CMT is caused by mutations in genes that produce proteins involved in the structure and function of either the peripheral nerve axon or the myelin sheath. Although different proteins are abnormal in different forms of CMT disease, all of the mutations affect the normal function of the peripheral nerves. Consequently, these nerves slowly degenerate and lose the ability to communicate with their distant targets. The degeneration of motor nerves results in muscle weakness and atrophy in the extremities (arms, legs, hands, or feet), and in some cases the degeneration of sensory nerves results in a reduced ability to feel heat, cold, and pain.

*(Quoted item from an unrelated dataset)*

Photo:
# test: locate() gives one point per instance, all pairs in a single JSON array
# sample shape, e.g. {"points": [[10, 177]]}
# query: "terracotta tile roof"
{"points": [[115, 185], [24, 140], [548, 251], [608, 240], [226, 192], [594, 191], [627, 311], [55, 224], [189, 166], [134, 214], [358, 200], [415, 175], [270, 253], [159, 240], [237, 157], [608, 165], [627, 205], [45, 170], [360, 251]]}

The gene mutations in CMT disease are usually inherited. Each of us normally possesses two copies of every gene, one inherited from each parent. Some forms of CMT are inherited in an autosomal dominant fashion, which means that only one copy of the abnormal gene is needed to cause the disease. Other forms of CMT are inherited in an autosomal recessive fashion, which means that both copies of the abnormal gene must be present to cause the disease. Still other forms of CMT are inherited in an X-linked fashion, which means that the abnormal gene is located on the X chromosome. The X and Y chromosomes determine an individual’s sex. Individuals with two X chromosomes are female and individuals with one X and one Y chromosome are male.
In rare cases the gene mutation causing CMT disease is a new mutation which occurs spontaneously in the individual’s genetic material and has not been passed down through the family.